Watching the summit unfold from afar, it seemed less an effort to lead the world in a new direction than to further weaken the powers leading the current order by playing up the selfishness and hypocrisy of its leaders. The Gaza crisis in particular offered considerable fodder for autocrats like Nicolás Maduro of Venezuela, who stole his last election and whose violent rule has propelled a fifth of Venezuelans to flee the country, and Egypt’s president, Abdel Fattah el-Sissi, who smothered his country’s nascent democracy with a coup in 2013. But their cynical opportunism doesn’t lessen the charge of Western double-dealing.
Which brings me back to Ethiopia, a country intimately acquainted with the West’s inconstancy to its own stated principles. In 1935, fascist Italy invaded Ethiopia, one of the only countries in Africa never to be colonized. Ethiopia’s leader, Emperor Haile Selassie, sought the support and protection of the League of Nations, the forerunner to the United Nations.
“Should it happen that a strong government finds it may with impunity destroy a weak people, then the hour strikes for that weak people to appeal to the League of Nations to give its judgment in all freedom,” he declared in a speech before the assembled leaders. “God and history will remember your judgment.”
His plea fell on deaf ears. The league’s failure to protect Ethiopia helped speed the march to a devastating world war. Selassie was right: History did indeed remember the League of Nations’ judgment, and not very kindly.
It might seem ironic that Abiy in his remarks was aligning himself with the aggressor in a contemporary conflict that poses a similar threat to the current global order. But Abiy, like Putin, is an avid student of his country’s imperial history. If Selassie pleaded with the strong to protect the weak, Abiy seems determined not to be weak in the first place.
And yet I do not believe that Ethiopia wants to be on the side of pariahs. It is one thing to complain about the dollar and high interest rates, or roll your eyes at lectures on democracy and human rights from a West that seems either willfully blind to its own double standards or too arrogant to realize it no longer has enough power to carry off its hypocrisy. But I suspect that few of these nations, home to almost half of humanity, would willingly sever themselves from the existing world order in favor of one dominated by China, an economic and strategic superpower in the making, and its junior partner, Russia.
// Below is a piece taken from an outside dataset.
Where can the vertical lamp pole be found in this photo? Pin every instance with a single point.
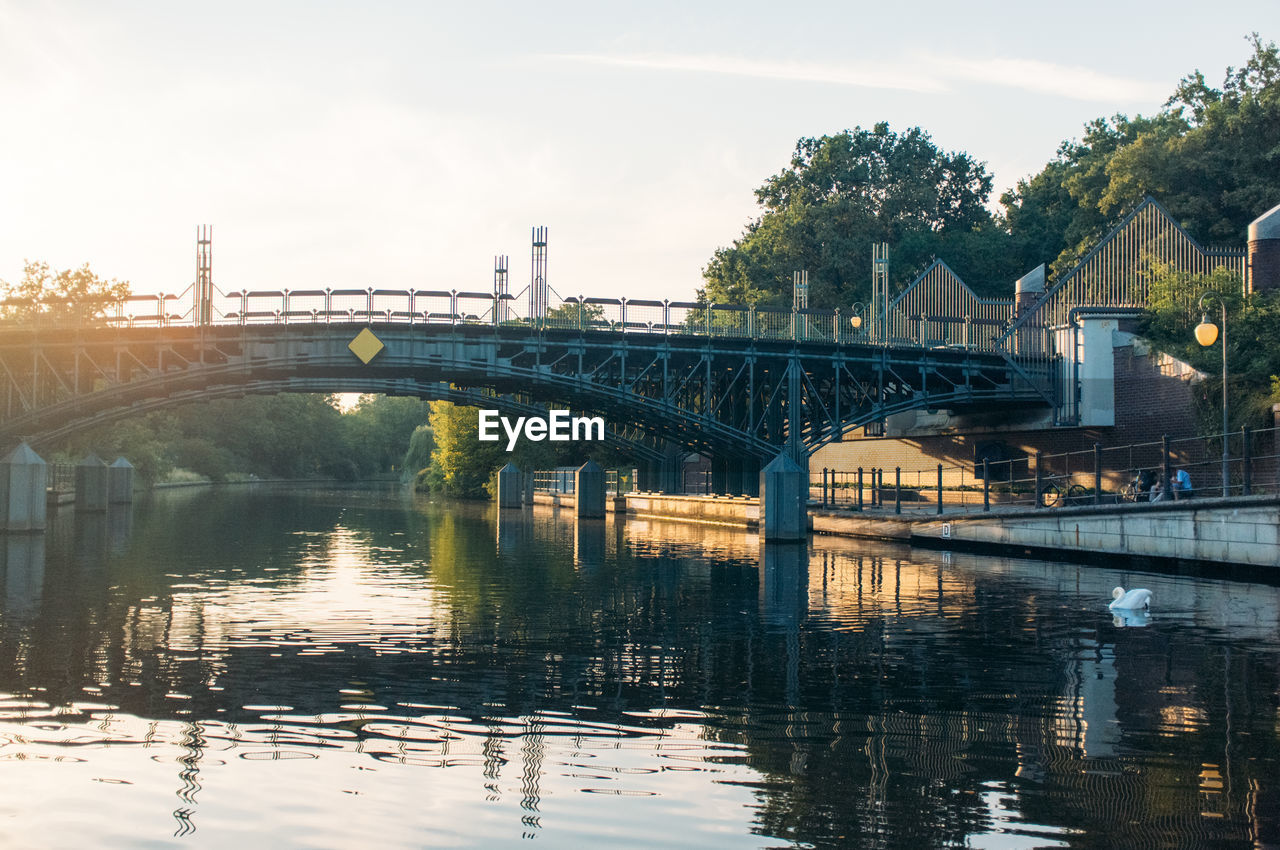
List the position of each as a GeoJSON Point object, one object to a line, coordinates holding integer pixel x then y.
{"type": "Point", "coordinates": [1206, 334]}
The good news is that there is still time to change the existing order and plenty of important partners willing to engage in that effort. In a few weeks the Group of 20, a club of the world’s biggest economies, will be meeting in Brazil. Many of the leaders who gathered in Kazan will descend on Rio de Janeiro along with other rising powers of the global south, to meet on more even ground with the big powers of the global north.
One leader who won’t be there is Putin: He faces an arrest warrant from the International Criminal Court, a battered but enduring symbol of the rules-based order and its aspiration, however imperfectly, to build a more just world. It is hard to imagine a more apt moment, in his absence, for the West to seize the opportunity and begin, genuinely, to cede power to the rest.
Lydia Polgreen writes for the New York Times.